According to the PEI Shellfish Association website, the number of oyster fishers and the numbers of pounds landed have steadily increased. In 1970, there were about 100 active fishers. By 2012, about 800 active fishers landed about 7,000,000 pounds of oysters.
Kenneth Arsenault is an oyster grower and harvester, and is the new President of the PEI Shellfish Association.
Kenneth has been employed in various industries. He worked on the construction of the Confederation Bridge, operated equipment in the Alberta oil patch, and worked as both a technician and foreman on many wind turbine farms across Canada.
Finally came the day when Kenneth was able to invest in an industry that would eventually provide him income on PEI and allow him to be closer to his family. His previous experience harvesting oysters gave Kenneth a strong background in the industry, and he decided to grow his own. His leases sit in waters along the town of Cascumpec off Gordon’s Wharf.
Kenneth has been involved in the industry for 20 years. “You need a great deal of patience and the ability to work long days, which includes strenuous labour,” says Kenneth. “Growing a mature oyster takes up to three years. But it is all worth it once you get established.”
Oyster farmers lease areas of local rivers from the federal government. In the spring and summer months, work consists of collecting the oyster larvae, separating the seedlings, grading the oysters, and cleaning and flipping the cages, which are heavy and sometimes covered in green leafy seaweed.
“When they begin to grow, I divide them and place so many in each oyster cage.
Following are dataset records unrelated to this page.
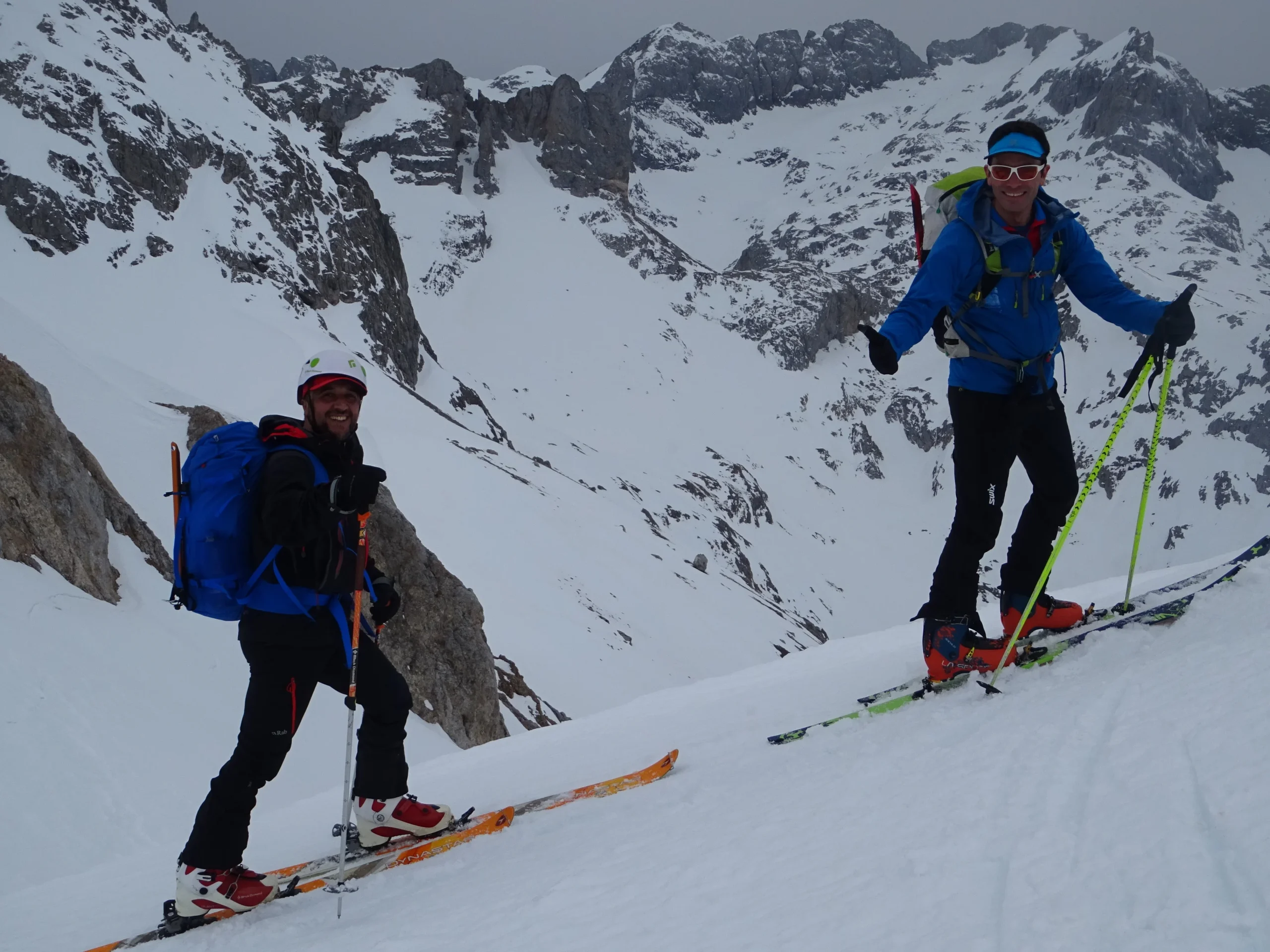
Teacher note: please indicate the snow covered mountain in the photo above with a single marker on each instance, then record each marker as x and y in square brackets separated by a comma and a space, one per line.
[615, 315]
[614, 325]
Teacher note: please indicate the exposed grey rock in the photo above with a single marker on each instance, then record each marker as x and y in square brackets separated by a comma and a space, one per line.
[1040, 36]
[512, 690]
[157, 245]
[425, 151]
[720, 82]
[202, 419]
[1144, 106]
[318, 244]
[1241, 117]
[985, 46]
[464, 239]
[1136, 98]
[908, 411]
[261, 71]
[309, 66]
[55, 498]
[863, 445]
[584, 140]
[1218, 228]
[1254, 427]
[437, 639]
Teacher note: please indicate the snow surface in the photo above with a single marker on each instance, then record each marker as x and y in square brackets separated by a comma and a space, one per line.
[1114, 801]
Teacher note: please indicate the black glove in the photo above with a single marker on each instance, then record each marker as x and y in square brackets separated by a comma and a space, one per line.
[882, 355]
[388, 601]
[1176, 325]
[356, 490]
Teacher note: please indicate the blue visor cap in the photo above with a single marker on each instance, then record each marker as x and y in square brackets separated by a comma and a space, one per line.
[1019, 143]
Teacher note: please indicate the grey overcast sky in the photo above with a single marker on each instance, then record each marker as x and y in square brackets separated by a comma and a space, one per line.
[1222, 42]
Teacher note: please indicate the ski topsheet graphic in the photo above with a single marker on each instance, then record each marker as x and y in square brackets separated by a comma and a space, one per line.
[305, 878]
[1152, 607]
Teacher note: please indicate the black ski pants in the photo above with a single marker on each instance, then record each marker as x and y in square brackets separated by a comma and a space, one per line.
[284, 677]
[990, 432]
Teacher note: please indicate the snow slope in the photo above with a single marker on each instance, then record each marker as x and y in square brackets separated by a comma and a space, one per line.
[596, 422]
[1114, 801]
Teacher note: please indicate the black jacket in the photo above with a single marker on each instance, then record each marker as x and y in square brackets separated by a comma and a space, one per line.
[319, 545]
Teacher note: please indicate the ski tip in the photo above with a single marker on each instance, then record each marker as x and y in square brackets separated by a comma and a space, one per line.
[786, 738]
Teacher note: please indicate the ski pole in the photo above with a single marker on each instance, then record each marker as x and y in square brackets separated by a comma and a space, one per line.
[351, 704]
[1151, 454]
[1151, 474]
[176, 484]
[990, 686]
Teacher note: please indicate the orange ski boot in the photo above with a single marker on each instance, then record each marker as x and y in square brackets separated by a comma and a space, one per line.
[954, 647]
[1048, 612]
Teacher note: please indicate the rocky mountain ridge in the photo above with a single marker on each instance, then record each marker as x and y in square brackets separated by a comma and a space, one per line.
[573, 246]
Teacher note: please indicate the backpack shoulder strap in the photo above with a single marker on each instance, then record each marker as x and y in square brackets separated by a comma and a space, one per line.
[320, 474]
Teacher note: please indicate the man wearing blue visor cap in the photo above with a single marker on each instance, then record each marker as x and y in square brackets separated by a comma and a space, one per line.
[987, 287]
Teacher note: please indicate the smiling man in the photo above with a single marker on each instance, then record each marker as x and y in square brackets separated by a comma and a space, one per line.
[294, 634]
[990, 281]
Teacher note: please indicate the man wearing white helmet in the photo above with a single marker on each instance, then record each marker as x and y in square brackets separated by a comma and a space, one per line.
[314, 524]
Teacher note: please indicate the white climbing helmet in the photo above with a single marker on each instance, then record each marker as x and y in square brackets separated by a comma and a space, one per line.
[325, 366]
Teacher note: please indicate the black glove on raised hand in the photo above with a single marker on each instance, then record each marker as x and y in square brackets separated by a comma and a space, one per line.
[882, 355]
[388, 601]
[356, 490]
[1176, 324]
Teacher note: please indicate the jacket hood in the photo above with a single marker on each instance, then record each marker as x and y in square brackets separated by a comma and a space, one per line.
[284, 431]
[976, 210]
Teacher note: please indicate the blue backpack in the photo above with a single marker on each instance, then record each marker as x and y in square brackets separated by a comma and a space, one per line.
[212, 569]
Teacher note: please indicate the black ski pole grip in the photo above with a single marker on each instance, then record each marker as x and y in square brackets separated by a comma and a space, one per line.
[1135, 373]
[1142, 358]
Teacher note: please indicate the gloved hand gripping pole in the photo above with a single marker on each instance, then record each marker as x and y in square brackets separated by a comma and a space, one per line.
[351, 704]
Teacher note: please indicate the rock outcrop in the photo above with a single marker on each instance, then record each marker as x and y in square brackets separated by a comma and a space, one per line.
[437, 640]
[676, 78]
[1241, 117]
[55, 498]
[304, 223]
[584, 139]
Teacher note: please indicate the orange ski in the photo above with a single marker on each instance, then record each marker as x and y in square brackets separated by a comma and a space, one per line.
[307, 878]
[604, 789]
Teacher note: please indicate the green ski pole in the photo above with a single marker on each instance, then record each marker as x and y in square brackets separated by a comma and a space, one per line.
[1155, 442]
[1150, 476]
[1143, 365]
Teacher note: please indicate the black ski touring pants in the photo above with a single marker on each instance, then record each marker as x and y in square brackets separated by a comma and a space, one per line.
[284, 677]
[990, 432]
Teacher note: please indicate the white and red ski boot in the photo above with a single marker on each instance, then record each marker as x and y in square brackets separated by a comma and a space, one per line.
[379, 821]
[201, 892]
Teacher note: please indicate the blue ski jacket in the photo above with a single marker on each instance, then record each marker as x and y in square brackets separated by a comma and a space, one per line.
[1016, 332]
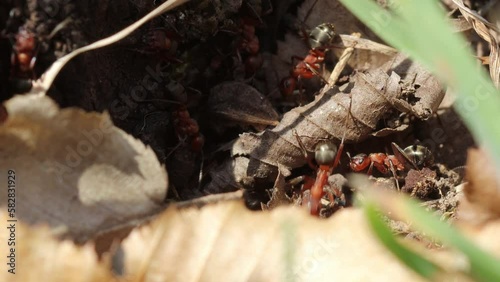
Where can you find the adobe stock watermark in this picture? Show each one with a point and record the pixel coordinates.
(91, 139)
(323, 249)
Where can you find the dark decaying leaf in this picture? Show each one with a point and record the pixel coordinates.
(241, 104)
(75, 169)
(482, 189)
(355, 113)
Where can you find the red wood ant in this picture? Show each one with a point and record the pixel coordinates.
(162, 42)
(187, 128)
(320, 39)
(248, 43)
(327, 157)
(413, 156)
(23, 60)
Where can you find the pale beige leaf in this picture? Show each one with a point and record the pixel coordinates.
(226, 242)
(482, 190)
(75, 169)
(39, 256)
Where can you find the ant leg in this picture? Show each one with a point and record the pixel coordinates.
(393, 170)
(370, 169)
(341, 146)
(304, 150)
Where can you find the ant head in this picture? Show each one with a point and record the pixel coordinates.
(420, 155)
(322, 36)
(359, 162)
(287, 86)
(325, 152)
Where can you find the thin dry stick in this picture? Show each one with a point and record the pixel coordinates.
(43, 84)
(211, 199)
(339, 67)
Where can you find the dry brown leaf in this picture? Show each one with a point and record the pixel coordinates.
(226, 242)
(39, 256)
(488, 32)
(482, 191)
(43, 84)
(353, 114)
(75, 169)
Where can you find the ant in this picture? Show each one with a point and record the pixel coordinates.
(327, 157)
(413, 156)
(320, 39)
(23, 60)
(187, 128)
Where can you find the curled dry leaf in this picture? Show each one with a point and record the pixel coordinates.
(43, 84)
(371, 97)
(482, 191)
(488, 32)
(226, 242)
(39, 254)
(75, 169)
(242, 104)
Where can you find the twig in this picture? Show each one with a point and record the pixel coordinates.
(339, 67)
(211, 199)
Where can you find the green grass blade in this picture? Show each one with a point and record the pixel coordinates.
(412, 259)
(419, 29)
(483, 266)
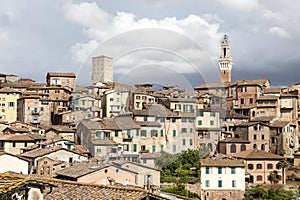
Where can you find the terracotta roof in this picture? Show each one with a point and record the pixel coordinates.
(81, 169)
(18, 156)
(279, 124)
(125, 122)
(104, 142)
(13, 137)
(61, 129)
(187, 114)
(73, 190)
(13, 181)
(262, 119)
(8, 90)
(120, 163)
(93, 125)
(288, 95)
(44, 151)
(234, 140)
(61, 74)
(267, 97)
(219, 162)
(212, 85)
(152, 155)
(17, 129)
(154, 110)
(272, 90)
(149, 124)
(188, 100)
(253, 82)
(255, 154)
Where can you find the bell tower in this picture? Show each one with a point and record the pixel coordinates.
(225, 60)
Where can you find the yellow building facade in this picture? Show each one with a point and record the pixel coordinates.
(8, 104)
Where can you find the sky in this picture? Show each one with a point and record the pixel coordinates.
(153, 41)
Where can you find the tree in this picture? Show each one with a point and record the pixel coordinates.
(282, 165)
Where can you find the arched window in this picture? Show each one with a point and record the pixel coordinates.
(270, 166)
(259, 166)
(209, 145)
(232, 148)
(259, 178)
(243, 147)
(250, 166)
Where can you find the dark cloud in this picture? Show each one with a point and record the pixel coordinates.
(36, 37)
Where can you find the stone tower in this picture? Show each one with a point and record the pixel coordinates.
(225, 61)
(102, 69)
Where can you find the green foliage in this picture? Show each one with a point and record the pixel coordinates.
(180, 190)
(168, 179)
(274, 193)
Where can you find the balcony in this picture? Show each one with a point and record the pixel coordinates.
(127, 139)
(35, 112)
(35, 121)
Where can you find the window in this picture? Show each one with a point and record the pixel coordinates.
(273, 140)
(251, 100)
(174, 148)
(161, 133)
(219, 170)
(259, 166)
(219, 184)
(233, 183)
(242, 100)
(244, 89)
(183, 130)
(259, 178)
(243, 147)
(250, 166)
(206, 183)
(143, 133)
(11, 104)
(270, 166)
(206, 170)
(232, 170)
(153, 133)
(153, 148)
(98, 134)
(200, 113)
(232, 148)
(174, 133)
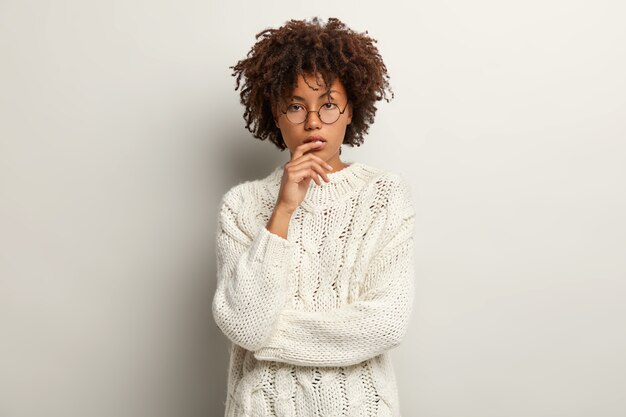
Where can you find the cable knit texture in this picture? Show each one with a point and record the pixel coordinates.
(312, 317)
The cages float in the water and the oysters continue to grow.”
In the fall, harvest begins. Each oyster is sold individually, and is priced according to size, ranging from 35 cents to 55 cents each. Kenneth sells his oysters to various processors. “Once you are into the industry a few years, you can begin to support yourself.”
Harvesting requires long hours from dawn till dusk from fall until December. When the water begins to freeze, all oyster cages are set on the river bed, where they will wait out the winter.
“PEI oysters are in demand worldwide for their unique flavor and texture, and presentation is very important.”
Oysters are good for the environment, as they continuously filter the water in which they grow. They obtain their food by taking in phytoplankton or small bits of algae suspended in the water.
Alongside Kenneth’s and his partner’s leases, a floating dock is used to grade their product and house some of their equipment. The dock has a roofed area which provides some shelter from the hot sun and the cold rain.
Along the water’s edge, you can see plenty of leases and floating cages holding thousands of growing shellfish. “We are a tight knit group, we oyster growers,” says Kenneth. “We work side by side all year, and we respect and support one another.”
As President of the PEI Shellfish Association and a fisher himself, Kenneth promotes workplace safety and Department of Fisheries and Oceans regulations for the industry. All boat operators are required to take various training courses provided by the Holland College Marine Centre, such as:
- Small Vessel Operator course
- MED A1
- Marine First Aid
The objective of the PEI Shellfish Association is to develop the shell fishing industry and protect the interest of oyster fishers on PEI.